バターリッチ・フィアンセ

「――はい」


扉の隙間から応対したのは、やはり伊原真澄。

まるで俺に部屋の中の状況を見られたくないかのように、伊原は最低限にしか扉を開けない。


俺はそこに手を掛けてぐっと力をこめたが、見た目に反してヤツは力が強く、織絵の姿を確認することができなかった。



「……何の真似だよ? 織絵呼びに来たんだけど」

「お嬢様は少しご気分が悪いそうで、お休みされています」



……嘘つけ。
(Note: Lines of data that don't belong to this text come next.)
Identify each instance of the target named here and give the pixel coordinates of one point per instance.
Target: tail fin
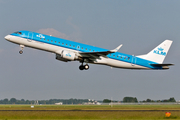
(159, 53)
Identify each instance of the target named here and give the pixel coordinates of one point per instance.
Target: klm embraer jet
(66, 50)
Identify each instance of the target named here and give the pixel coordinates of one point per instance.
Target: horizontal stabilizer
(161, 65)
(115, 50)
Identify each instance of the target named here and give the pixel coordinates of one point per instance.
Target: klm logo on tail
(160, 51)
(68, 55)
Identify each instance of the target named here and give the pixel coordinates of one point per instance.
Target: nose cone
(7, 37)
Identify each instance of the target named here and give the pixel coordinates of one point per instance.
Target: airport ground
(84, 112)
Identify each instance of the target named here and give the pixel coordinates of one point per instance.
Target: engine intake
(66, 56)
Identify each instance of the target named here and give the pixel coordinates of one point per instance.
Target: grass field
(84, 112)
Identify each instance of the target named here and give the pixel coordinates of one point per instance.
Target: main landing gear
(21, 51)
(84, 67)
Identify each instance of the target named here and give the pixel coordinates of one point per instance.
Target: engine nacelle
(66, 56)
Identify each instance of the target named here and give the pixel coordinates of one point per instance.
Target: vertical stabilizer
(159, 53)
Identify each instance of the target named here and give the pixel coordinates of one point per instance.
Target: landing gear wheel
(86, 67)
(81, 67)
(20, 51)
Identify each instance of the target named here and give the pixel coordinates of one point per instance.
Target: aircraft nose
(7, 37)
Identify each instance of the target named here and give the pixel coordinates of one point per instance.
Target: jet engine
(66, 56)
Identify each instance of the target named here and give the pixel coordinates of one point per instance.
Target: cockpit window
(18, 33)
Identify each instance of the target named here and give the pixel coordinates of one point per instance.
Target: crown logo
(160, 49)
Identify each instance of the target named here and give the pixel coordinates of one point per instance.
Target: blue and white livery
(66, 50)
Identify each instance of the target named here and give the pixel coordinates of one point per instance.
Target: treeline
(134, 100)
(51, 101)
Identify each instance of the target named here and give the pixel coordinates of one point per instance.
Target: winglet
(115, 50)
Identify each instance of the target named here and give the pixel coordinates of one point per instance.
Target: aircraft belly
(122, 64)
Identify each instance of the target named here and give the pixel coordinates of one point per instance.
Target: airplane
(66, 50)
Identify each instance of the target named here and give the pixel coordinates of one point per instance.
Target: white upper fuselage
(80, 52)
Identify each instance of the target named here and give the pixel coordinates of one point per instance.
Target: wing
(95, 55)
(161, 65)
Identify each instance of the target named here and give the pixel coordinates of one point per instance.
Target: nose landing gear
(84, 67)
(21, 51)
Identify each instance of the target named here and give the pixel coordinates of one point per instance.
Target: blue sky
(139, 25)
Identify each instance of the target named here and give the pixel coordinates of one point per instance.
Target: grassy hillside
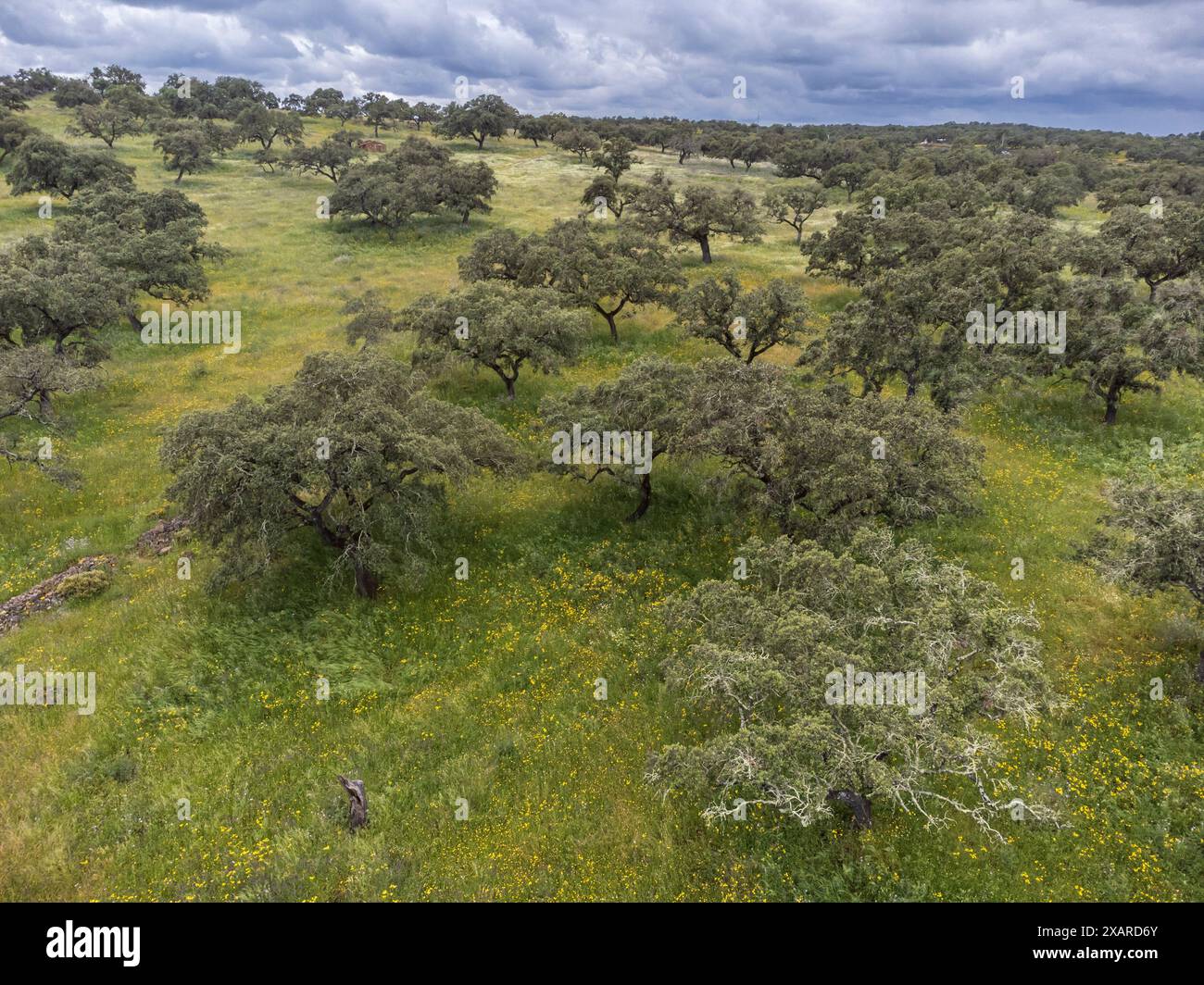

今日の織絵は朝から元気だった。

まさか、コイツが織絵に何かしたんじゃないだろうな?


「じゃあ心配だから顔を見せてくれ」

「……できません」

「なんだと?」


思わず声を荒げると、部屋の中から織絵の叫び声がした。



「――昴さん、助けて下さい!」


「お前、織絵に何を……」



一度伊原を鋭く睨みつけてから、俺はその体を無理矢理押し退けて部屋の中に飛び込む。

すると、ベッドの上で衣服を乱された織絵が、泣きながらこちらを見つめていた。



「織絵……」



まさか、本当にあの執事にやられたのか……?

織絵に駆け寄ってその体を抱き締めてやり、すぐに後ろを振り返ったがそこにヤツの姿はもうなかった。